Junge Bäuerin: "Warum tue ich mir das an?" Fotos
Marie-Charlotte Maas

Sie gibt ihren Tieren Namen und muss sie später trotzdem schlachten - schließlich lebt Viviane Hüsgen vom Fleischverkauf. Die 20-Jährige gehört zu Deutschlands jüngsten Bäuerinnen. Während Gleichaltrige sich für die Disco aufbrezeln, schminkt sie sich für die Kuhweide.

Viviane Hüsgen hat ein ungewöhnliches Baby: Lumberjack ist ziemlich groß, schwer und behaart. Viviane hat ihn selbst gekauft. "Ihn mag ich am liebsten. Wir verstehen uns einfach gut", sagt sie. Lumberjack ist ein Rind und Viviane Bäuerin. Mit 20 Jahren gehört sie zu Deutschlands jüngsten Landwirtschaftsmeistern.

Rot gefärbte, kurze Haare, blaue Augen, lackierte Fingernägel, etwas Make-Up, an den Füßen Chucks - Viviane sieht nicht aus, wie man sich eine Bäuerin vorstellt. Und doch lebt sie mit ihren Eltern und drei Geschwistern in einer umgebauten Scheune, auf 140 Hektar Land. Zusammen mit 80 Highland Cattle-Rindern, elf Pferden und rund einem Dutzend Hunden, Mini-Schweinen und Alpakas. Ein Traumbauernhof im brandenburgischen Groß Ziescht. Ein idyllisches 120-Personen-Dorf, nur eine Stunde von Berlin entfernt.

Viviane arbeitet hart für diesen Traum, sie führt den Bauernhof fast allein: Ihr Vater ist beruflich viel unterwegs, ihre Mutter arbeitet eigentlich als Hebamme und kümmert sich nebenher vor allem um die Buchhaltung des Hofes.

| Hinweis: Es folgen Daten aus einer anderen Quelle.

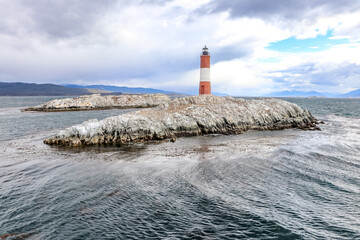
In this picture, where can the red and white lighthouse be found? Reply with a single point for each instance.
(205, 86)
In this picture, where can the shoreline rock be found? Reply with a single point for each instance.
(98, 102)
(189, 116)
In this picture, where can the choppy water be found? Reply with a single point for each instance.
(287, 184)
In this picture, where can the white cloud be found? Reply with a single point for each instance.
(158, 45)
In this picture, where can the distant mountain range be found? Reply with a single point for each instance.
(355, 93)
(295, 93)
(33, 89)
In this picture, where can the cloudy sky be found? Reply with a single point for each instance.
(256, 46)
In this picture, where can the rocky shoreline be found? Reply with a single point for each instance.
(189, 116)
(98, 102)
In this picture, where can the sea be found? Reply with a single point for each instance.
(288, 184)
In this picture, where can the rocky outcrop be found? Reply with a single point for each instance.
(190, 116)
(97, 102)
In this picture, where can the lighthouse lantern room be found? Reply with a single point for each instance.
(205, 86)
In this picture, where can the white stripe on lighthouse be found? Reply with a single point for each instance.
(204, 74)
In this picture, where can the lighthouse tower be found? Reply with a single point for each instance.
(205, 87)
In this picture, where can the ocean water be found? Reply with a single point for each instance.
(288, 184)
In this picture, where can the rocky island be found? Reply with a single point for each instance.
(98, 102)
(189, 116)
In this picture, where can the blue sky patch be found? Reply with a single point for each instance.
(320, 43)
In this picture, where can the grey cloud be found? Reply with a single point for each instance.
(63, 19)
(289, 9)
(325, 76)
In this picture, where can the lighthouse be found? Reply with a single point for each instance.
(205, 86)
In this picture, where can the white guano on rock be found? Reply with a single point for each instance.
(189, 116)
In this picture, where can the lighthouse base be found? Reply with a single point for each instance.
(204, 88)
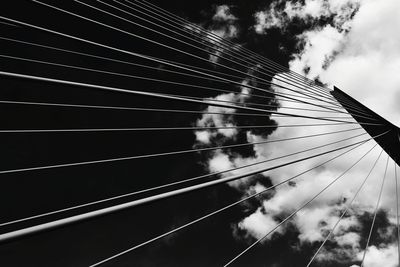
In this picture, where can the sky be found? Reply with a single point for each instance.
(351, 44)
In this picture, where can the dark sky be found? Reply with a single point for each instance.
(210, 243)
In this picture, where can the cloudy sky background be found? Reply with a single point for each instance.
(350, 44)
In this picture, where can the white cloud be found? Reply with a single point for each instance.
(380, 256)
(258, 224)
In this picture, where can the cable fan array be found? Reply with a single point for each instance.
(94, 78)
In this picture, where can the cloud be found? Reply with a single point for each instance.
(343, 43)
(280, 14)
(354, 52)
(380, 256)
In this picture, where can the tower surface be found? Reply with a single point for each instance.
(373, 123)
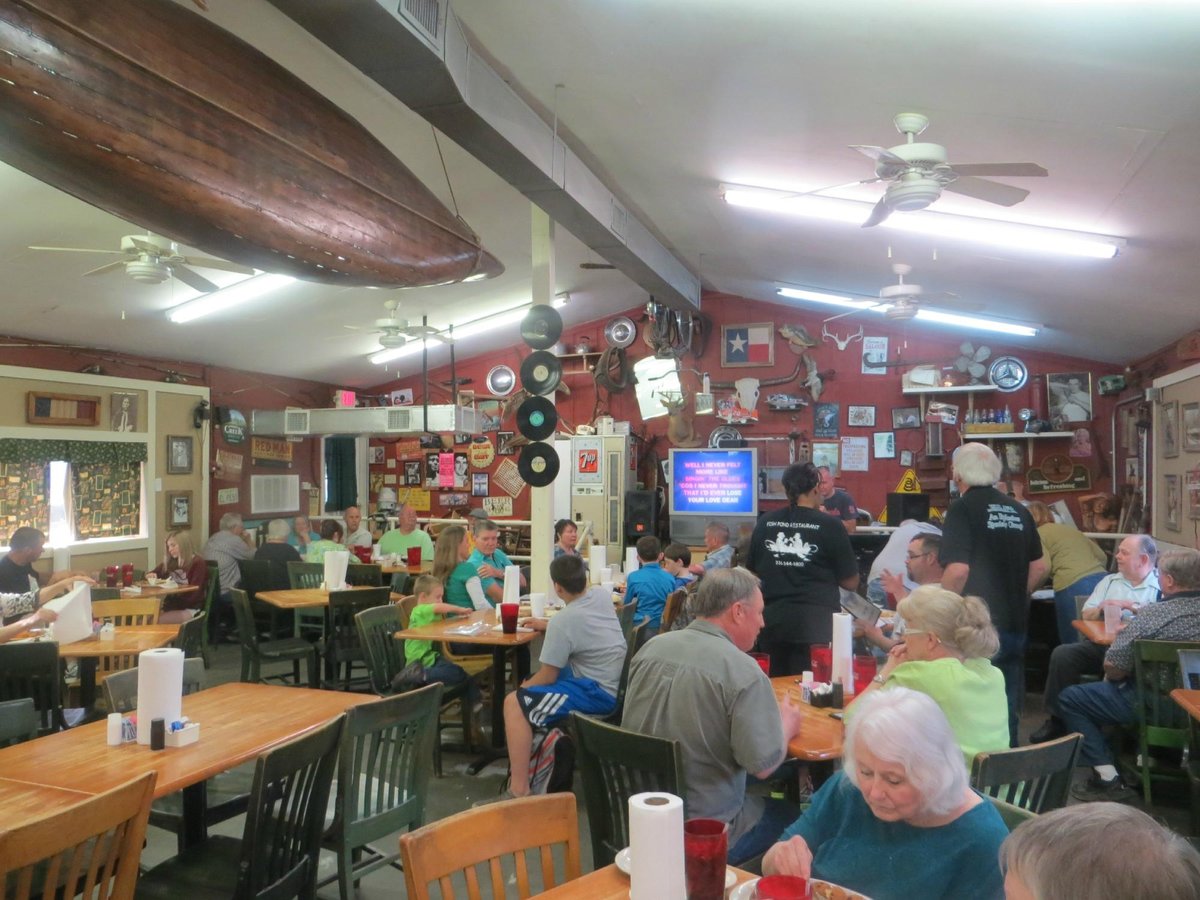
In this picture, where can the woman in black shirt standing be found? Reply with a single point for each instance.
(803, 557)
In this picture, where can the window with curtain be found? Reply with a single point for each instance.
(72, 490)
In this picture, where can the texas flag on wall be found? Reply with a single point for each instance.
(748, 345)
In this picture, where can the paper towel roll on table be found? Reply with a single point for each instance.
(655, 847)
(160, 688)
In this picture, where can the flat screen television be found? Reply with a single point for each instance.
(714, 483)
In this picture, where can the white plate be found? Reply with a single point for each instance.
(622, 861)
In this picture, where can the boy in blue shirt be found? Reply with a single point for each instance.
(649, 586)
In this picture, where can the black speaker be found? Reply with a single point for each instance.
(907, 505)
(641, 514)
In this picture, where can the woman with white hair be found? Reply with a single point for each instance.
(1096, 852)
(948, 642)
(900, 820)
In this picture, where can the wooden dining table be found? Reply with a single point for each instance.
(611, 883)
(501, 646)
(238, 723)
(821, 733)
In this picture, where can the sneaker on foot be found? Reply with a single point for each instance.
(1095, 789)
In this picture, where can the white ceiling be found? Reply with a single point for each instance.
(666, 100)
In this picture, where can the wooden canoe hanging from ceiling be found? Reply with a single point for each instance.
(154, 114)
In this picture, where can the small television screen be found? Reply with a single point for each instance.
(714, 483)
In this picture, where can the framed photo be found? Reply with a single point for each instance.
(905, 418)
(1189, 427)
(1171, 502)
(179, 509)
(479, 484)
(1069, 396)
(748, 345)
(179, 455)
(861, 417)
(1170, 429)
(124, 411)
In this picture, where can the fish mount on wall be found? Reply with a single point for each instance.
(154, 114)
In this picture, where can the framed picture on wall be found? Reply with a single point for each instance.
(1169, 429)
(179, 455)
(179, 509)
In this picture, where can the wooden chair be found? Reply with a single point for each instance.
(1036, 778)
(383, 774)
(1012, 815)
(385, 659)
(615, 765)
(342, 648)
(18, 721)
(90, 849)
(255, 653)
(1162, 724)
(33, 671)
(276, 857)
(456, 845)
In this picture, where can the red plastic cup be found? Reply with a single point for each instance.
(783, 887)
(821, 657)
(864, 671)
(706, 843)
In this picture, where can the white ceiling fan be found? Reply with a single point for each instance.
(917, 173)
(151, 261)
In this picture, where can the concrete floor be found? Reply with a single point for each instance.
(457, 791)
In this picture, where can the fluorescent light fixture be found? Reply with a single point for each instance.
(489, 323)
(923, 313)
(233, 295)
(1014, 235)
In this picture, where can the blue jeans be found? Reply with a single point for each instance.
(1065, 605)
(1011, 663)
(777, 816)
(1086, 708)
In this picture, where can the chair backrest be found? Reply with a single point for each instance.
(1012, 815)
(615, 765)
(1036, 778)
(1156, 666)
(286, 817)
(364, 575)
(625, 617)
(121, 688)
(129, 611)
(256, 575)
(31, 670)
(457, 844)
(383, 653)
(306, 575)
(90, 849)
(384, 765)
(18, 721)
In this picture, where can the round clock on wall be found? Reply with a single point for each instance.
(1008, 373)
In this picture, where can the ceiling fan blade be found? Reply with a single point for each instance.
(79, 250)
(1023, 169)
(193, 280)
(880, 154)
(210, 263)
(107, 268)
(990, 191)
(881, 211)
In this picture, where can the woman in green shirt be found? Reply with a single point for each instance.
(948, 642)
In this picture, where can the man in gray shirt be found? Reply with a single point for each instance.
(581, 663)
(701, 688)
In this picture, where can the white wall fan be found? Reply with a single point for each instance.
(151, 259)
(917, 173)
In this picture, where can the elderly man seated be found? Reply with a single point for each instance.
(1087, 708)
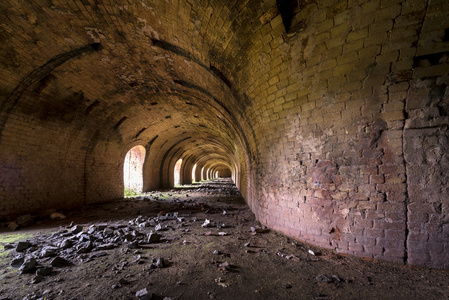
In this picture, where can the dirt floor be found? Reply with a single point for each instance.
(232, 257)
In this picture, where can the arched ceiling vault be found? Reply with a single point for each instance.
(131, 72)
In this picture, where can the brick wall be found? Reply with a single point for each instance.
(335, 131)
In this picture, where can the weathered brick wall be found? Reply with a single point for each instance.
(335, 131)
(332, 101)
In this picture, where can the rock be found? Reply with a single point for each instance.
(143, 294)
(206, 224)
(108, 246)
(323, 279)
(84, 247)
(92, 229)
(102, 226)
(67, 243)
(59, 262)
(17, 261)
(44, 271)
(8, 246)
(159, 227)
(37, 279)
(224, 266)
(48, 252)
(153, 237)
(28, 266)
(13, 225)
(22, 246)
(160, 263)
(76, 229)
(99, 254)
(57, 216)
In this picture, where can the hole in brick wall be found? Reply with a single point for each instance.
(178, 172)
(287, 9)
(133, 170)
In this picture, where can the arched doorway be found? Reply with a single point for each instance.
(178, 172)
(193, 173)
(133, 170)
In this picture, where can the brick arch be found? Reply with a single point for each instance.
(337, 126)
(133, 168)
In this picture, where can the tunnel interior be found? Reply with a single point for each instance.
(331, 117)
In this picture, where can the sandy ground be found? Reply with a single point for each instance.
(226, 259)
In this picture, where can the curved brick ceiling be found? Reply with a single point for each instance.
(332, 115)
(136, 72)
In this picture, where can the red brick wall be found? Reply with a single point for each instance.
(335, 131)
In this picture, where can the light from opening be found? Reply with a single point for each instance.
(178, 172)
(193, 173)
(133, 169)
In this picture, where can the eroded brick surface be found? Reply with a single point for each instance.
(335, 132)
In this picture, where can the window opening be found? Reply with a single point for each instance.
(133, 171)
(178, 172)
(193, 173)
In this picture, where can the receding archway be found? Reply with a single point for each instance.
(193, 173)
(178, 172)
(133, 170)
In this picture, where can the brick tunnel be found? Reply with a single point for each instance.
(330, 116)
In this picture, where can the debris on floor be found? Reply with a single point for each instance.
(205, 246)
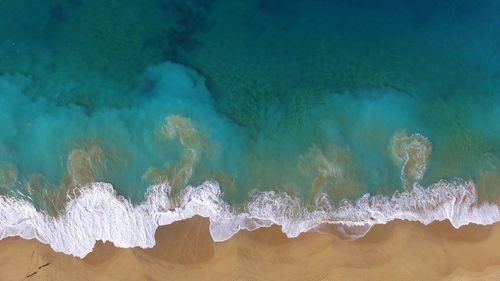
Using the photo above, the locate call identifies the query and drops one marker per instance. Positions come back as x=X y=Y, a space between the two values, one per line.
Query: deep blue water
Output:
x=307 y=97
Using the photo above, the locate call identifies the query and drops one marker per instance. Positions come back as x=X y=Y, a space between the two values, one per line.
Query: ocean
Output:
x=117 y=117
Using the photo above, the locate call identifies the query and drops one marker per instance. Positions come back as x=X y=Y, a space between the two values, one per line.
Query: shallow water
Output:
x=318 y=99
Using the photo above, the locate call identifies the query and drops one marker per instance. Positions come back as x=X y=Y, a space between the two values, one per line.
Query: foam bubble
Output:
x=98 y=213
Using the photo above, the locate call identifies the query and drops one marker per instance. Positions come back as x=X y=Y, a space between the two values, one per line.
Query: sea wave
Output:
x=99 y=213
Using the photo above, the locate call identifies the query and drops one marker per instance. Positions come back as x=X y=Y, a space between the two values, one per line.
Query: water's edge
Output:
x=99 y=213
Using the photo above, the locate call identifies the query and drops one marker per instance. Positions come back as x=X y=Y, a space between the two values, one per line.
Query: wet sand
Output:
x=185 y=251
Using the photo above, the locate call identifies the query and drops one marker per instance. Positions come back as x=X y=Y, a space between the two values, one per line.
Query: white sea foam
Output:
x=98 y=213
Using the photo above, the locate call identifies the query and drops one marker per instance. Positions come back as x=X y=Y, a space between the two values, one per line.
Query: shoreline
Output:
x=399 y=250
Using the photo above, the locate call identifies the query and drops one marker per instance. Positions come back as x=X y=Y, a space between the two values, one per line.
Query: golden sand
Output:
x=185 y=251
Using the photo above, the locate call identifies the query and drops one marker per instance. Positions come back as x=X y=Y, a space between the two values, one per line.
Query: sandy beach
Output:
x=185 y=251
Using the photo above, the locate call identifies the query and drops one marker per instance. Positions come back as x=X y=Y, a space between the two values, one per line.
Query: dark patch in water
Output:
x=56 y=13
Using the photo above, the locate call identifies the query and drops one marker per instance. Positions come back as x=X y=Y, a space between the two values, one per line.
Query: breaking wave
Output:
x=99 y=213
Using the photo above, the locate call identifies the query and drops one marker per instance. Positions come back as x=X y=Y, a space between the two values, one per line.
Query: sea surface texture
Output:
x=120 y=116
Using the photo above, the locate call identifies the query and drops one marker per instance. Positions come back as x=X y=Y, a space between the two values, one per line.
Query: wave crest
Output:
x=99 y=213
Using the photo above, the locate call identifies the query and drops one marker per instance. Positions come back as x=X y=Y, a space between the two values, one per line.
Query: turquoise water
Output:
x=339 y=98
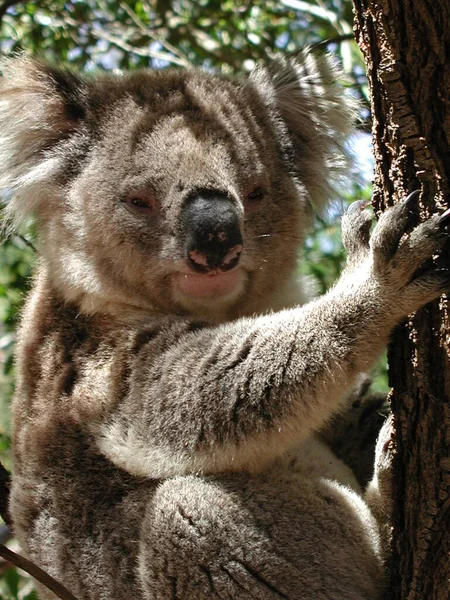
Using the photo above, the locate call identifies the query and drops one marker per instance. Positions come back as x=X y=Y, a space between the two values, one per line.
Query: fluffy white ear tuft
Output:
x=39 y=107
x=309 y=92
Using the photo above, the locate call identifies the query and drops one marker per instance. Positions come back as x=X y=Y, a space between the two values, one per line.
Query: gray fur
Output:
x=165 y=440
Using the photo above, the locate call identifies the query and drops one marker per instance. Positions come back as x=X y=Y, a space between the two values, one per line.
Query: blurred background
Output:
x=227 y=36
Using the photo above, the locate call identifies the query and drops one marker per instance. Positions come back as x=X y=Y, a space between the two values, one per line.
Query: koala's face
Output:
x=168 y=191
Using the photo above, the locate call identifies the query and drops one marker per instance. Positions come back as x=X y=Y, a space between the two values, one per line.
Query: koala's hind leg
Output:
x=352 y=435
x=242 y=537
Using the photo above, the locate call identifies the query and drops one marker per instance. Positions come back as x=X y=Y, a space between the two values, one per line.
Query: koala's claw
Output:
x=392 y=226
x=396 y=250
x=356 y=224
x=444 y=219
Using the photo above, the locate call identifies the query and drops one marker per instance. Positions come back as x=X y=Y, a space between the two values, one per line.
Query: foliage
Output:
x=230 y=36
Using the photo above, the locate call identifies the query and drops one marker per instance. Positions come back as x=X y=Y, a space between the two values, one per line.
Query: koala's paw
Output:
x=395 y=251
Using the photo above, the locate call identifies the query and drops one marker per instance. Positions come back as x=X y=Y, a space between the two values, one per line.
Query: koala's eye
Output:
x=140 y=204
x=256 y=194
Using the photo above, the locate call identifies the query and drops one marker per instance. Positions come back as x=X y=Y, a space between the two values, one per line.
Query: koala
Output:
x=173 y=384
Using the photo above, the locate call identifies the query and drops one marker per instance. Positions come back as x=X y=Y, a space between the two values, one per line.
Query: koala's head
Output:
x=171 y=191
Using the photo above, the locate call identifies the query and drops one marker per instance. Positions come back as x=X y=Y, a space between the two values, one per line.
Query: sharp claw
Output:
x=412 y=199
x=358 y=205
x=444 y=218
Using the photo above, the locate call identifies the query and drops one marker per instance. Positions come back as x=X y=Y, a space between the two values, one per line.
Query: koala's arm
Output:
x=204 y=398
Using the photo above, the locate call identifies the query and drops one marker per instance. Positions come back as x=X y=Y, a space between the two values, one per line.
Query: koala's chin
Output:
x=208 y=293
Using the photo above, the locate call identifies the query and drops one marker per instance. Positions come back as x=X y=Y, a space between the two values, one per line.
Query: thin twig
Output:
x=145 y=30
x=26 y=565
x=139 y=51
x=5 y=483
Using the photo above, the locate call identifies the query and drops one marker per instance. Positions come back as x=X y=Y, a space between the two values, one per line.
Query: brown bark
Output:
x=406 y=45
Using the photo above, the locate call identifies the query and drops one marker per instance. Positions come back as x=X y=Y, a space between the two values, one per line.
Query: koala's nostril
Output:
x=232 y=258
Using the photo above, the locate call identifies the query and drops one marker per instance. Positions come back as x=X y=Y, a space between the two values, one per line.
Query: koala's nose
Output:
x=212 y=232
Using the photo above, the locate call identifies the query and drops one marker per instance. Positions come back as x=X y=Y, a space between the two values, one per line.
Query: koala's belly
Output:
x=279 y=534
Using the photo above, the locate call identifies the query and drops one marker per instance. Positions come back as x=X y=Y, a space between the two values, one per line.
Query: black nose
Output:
x=212 y=232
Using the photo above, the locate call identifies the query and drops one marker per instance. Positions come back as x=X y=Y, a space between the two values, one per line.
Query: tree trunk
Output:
x=406 y=45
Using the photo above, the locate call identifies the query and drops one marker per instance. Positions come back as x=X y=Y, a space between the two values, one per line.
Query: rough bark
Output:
x=406 y=44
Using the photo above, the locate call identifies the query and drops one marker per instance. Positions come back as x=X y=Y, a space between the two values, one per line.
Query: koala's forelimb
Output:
x=253 y=387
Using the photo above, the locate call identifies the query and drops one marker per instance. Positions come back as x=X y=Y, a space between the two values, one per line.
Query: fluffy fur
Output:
x=165 y=437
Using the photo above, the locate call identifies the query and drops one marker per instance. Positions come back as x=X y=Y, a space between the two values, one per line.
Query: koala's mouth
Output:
x=215 y=285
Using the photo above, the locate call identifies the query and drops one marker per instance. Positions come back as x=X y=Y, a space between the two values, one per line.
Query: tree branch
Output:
x=23 y=563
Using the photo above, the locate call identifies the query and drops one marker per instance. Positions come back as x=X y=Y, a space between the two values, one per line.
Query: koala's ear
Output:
x=309 y=93
x=40 y=106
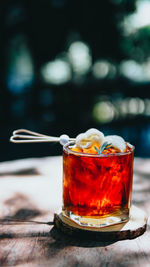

"Glücklicherweise haben wir keine Milchkühe", sagt Viviane, "so muss ich nicht allzu früh aufstehen." Das ist Ansichtssache, immerhin beginnt ihr Arbeitstag um 7 Uhr - an sieben Tagen in der Woche. Ihr gefällt das. Der Beruf sei spannend, findet sie, der Arbeitsalltag abwechslungsreich. "Im Sommer mache ich früh morgens Heu und baue Zäune. Im Winter füttere ich als erstes die Tiere."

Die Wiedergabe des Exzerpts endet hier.